= Delivery reliability =

Measure of completeness and timeliness of delivery

Delivery reliability is concerned with the completeness and timeliness of delivery of goods which have been ordered. It is one of the five attributes in supply-chain management according to SCOR-model, developed by the management consulting firm PRTM, now part of PricewaterhouseCoopers LLP, (PwC) and endorsed by the Supply-Chain Council (SCC) as the cross-industry de facto standard diagnostic tool for supply chain management, SCOR measures the supplier’s ability to predictably complete processes as promised. It is measured by perfect order fulfillment and demonstrates the degree to which a supplier is able to serve its customers within the promised delivery time.

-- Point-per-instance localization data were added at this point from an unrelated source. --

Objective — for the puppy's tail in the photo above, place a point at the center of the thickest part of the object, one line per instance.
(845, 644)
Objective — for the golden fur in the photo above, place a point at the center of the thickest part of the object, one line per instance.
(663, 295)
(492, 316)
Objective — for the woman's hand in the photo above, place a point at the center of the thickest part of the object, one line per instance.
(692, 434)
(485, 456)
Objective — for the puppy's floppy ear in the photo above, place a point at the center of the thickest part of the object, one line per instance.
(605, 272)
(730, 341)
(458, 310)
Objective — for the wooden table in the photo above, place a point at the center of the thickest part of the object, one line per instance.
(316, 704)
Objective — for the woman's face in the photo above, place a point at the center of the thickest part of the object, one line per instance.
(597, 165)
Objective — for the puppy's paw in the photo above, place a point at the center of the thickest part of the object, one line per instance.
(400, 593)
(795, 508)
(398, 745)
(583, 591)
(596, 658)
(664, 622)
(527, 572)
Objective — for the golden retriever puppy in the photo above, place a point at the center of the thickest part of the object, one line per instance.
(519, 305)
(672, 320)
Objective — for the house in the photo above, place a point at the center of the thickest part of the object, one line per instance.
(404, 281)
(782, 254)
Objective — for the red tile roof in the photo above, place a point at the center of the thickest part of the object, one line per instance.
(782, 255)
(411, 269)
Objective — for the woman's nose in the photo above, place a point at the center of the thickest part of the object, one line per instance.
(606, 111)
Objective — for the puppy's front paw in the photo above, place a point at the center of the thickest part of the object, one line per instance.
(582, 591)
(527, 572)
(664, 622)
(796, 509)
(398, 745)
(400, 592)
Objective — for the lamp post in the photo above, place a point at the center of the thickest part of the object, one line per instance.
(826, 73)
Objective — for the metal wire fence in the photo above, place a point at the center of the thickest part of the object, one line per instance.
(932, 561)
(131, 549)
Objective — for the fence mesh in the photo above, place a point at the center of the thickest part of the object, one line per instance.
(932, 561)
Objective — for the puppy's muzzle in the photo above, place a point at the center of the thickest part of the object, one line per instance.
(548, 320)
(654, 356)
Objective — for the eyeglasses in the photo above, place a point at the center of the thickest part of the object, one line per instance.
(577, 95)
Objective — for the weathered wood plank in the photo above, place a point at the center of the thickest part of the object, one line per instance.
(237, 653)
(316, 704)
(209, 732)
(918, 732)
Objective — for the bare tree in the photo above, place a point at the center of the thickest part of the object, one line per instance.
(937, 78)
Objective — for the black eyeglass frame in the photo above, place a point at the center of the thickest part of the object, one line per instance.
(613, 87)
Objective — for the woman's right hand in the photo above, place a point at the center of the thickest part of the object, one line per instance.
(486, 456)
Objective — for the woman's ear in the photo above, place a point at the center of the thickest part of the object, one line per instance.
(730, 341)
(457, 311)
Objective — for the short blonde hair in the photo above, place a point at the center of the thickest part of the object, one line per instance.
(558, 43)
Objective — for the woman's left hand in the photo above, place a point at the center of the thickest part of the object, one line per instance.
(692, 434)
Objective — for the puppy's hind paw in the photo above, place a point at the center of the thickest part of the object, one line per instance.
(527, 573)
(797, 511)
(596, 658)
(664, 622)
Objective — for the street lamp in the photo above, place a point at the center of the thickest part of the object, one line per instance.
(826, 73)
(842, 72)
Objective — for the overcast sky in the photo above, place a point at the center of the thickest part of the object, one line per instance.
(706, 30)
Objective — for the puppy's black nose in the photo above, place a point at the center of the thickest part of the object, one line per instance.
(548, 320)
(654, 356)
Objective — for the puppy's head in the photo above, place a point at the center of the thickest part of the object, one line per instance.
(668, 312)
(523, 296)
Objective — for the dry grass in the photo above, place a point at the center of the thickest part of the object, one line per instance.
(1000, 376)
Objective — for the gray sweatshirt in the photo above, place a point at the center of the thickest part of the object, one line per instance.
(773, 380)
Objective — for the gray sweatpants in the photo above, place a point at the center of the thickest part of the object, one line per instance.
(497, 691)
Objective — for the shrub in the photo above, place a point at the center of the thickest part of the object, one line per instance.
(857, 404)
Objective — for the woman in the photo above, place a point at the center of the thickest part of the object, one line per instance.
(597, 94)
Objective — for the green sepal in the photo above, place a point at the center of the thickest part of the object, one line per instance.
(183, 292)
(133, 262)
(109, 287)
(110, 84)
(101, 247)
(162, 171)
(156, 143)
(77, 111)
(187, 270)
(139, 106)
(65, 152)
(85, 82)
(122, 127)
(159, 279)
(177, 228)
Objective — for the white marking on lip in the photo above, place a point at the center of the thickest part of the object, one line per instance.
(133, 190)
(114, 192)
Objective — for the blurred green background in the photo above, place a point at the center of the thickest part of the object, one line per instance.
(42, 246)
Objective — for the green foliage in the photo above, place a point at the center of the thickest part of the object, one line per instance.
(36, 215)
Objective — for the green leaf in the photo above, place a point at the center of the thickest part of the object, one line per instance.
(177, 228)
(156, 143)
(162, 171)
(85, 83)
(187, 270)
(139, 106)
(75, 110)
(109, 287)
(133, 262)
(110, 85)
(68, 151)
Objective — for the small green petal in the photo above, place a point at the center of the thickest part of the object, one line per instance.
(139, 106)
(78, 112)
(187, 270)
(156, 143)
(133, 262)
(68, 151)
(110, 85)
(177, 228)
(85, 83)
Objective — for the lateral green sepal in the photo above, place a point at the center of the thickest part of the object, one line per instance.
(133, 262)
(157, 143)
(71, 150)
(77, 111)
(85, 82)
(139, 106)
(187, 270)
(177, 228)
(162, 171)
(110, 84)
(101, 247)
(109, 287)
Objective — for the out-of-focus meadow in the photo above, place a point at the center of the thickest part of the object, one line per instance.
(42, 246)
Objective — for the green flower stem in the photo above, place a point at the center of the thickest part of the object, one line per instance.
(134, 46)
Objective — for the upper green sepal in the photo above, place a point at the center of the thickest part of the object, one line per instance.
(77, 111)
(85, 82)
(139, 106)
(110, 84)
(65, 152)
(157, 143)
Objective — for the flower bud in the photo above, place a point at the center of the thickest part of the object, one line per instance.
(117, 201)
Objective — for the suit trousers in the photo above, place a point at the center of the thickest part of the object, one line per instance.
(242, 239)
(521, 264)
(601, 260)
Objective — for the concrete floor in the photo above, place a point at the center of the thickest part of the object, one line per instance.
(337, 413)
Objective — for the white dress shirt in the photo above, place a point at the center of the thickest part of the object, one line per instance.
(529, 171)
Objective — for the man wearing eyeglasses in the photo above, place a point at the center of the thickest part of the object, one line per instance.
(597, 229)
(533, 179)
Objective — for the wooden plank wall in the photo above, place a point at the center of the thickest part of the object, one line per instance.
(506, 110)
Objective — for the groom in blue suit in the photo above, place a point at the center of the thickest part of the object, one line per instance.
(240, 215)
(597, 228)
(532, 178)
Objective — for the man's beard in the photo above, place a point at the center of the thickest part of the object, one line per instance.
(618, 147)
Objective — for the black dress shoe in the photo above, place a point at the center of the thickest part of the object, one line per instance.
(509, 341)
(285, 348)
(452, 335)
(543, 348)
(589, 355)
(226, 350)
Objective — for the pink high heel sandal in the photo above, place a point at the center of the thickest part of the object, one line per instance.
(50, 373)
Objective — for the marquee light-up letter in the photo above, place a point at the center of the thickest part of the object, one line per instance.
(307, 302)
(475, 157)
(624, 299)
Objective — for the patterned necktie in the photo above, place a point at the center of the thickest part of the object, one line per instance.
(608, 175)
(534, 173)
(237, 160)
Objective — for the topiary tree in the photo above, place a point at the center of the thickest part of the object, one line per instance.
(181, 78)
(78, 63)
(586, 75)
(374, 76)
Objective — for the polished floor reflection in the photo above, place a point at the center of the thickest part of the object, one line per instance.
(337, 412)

Companies can apply the concept to the delivery of their incoming materials orders and their delivery of products to customers.

Following the nomenclature of the DR-DP-Matrix, three main approaches to measure DR can be distinguished:
- $DR_{T}^{V}$ (equivalent to confirmed line item performance, or CLIP)
- $DR_{D}^{S}$
- $DR_{T}^{S}$

Type of measurement: volume (V)/singular(S)
Type of view: on time (T)/ delivery (D)

==Volume/on time==
This measure is equivalent to confirmed line item performance (CLIP).
===Formula===
If ($Demand_{p,c} + Backlog_{p-1,c}>0$)
$DR_{T}^{V}$ = $min(\frac{Delivered_{p,c} + Predelivery_{p-1,c}}{Demand_{p,c} + Backlog_{p-1,c}}, 1)$

Note: In the case where a supplier notifies the appropriate partner in the supply chain that a promised delivery date/quantity cannot be met, which is called delivery early warning (DEW), the sum of DEWs issued to reduce the commit for a certain week is added in the denominator.

Else
NULL

Demand: Suppliers confirmed quantity; c: Product identifier;p: Time period e.g. a day, a week, a month ...

The cumulation over a period and a group of product identifiers c is done as follows:
$DR_{p,c} = \frac{\sum_{p,c}(DR_{T}^{V})}{count_{p,c}(DR_{T}^{V}<>NULL)}$

whereas p is determined by demand period.

==Singular/delivery and singular/on Time==
===Singular case definition===
To fit to the needs of the environment, the granularity of a singular case ($DR_{*}^{S}$) has to be defined. In general a singular case is described by an n-Tuple consisting of a set of the following order and delivery details:
- order number
- customer identifier
- product identifier
- wish date of customer (the date when the customer wants the material to be in their facilities)
- confirmed date of supplier
- ship to information
- delivery date
- delivery note number

===Formula===

1) $DR_{D}^{S}$
After a singular case has been delivered to the customer its DR is measured as follows:
If (wish date <= arrival date <= confirmed date of supplier) then
 DR_{singular case}=1
else
 DR_{singular case}=0

arrival date = delivery date + transit time

By cumulating the results of singular cases over a certain period p and, if necessary, additional criteria c (e.g. customer, product, ...) the delivery reliability is calculated as follows:

$DR_{p,c} = \frac{\sum_{p,c}(DR)}{count_{p,c}(singular cases)}$

whereas p is determined by the arrival date.

2) $DR_{T}^{S}$
After a period has elapsed all singular cases with first confirmed date within period are considered and their DR is measured as follows:
If (wish date <= arrival date <= confirmed date of supplier) then
 DR_{singular case}=1
else
 DR_{singular case}=0

arrival date = delivery date + transit time

By cumulating the results of singular cases over a certain period p and, if necessary, additional criteria c (e.g. customer, product, ...) the delivery reliability is calculated as follows:

$DR_{p,c} = \frac{\sum_{p,c}(DR)}{count_{p,c}(singular cases)}$

whereas p is determined by the first confirmed date.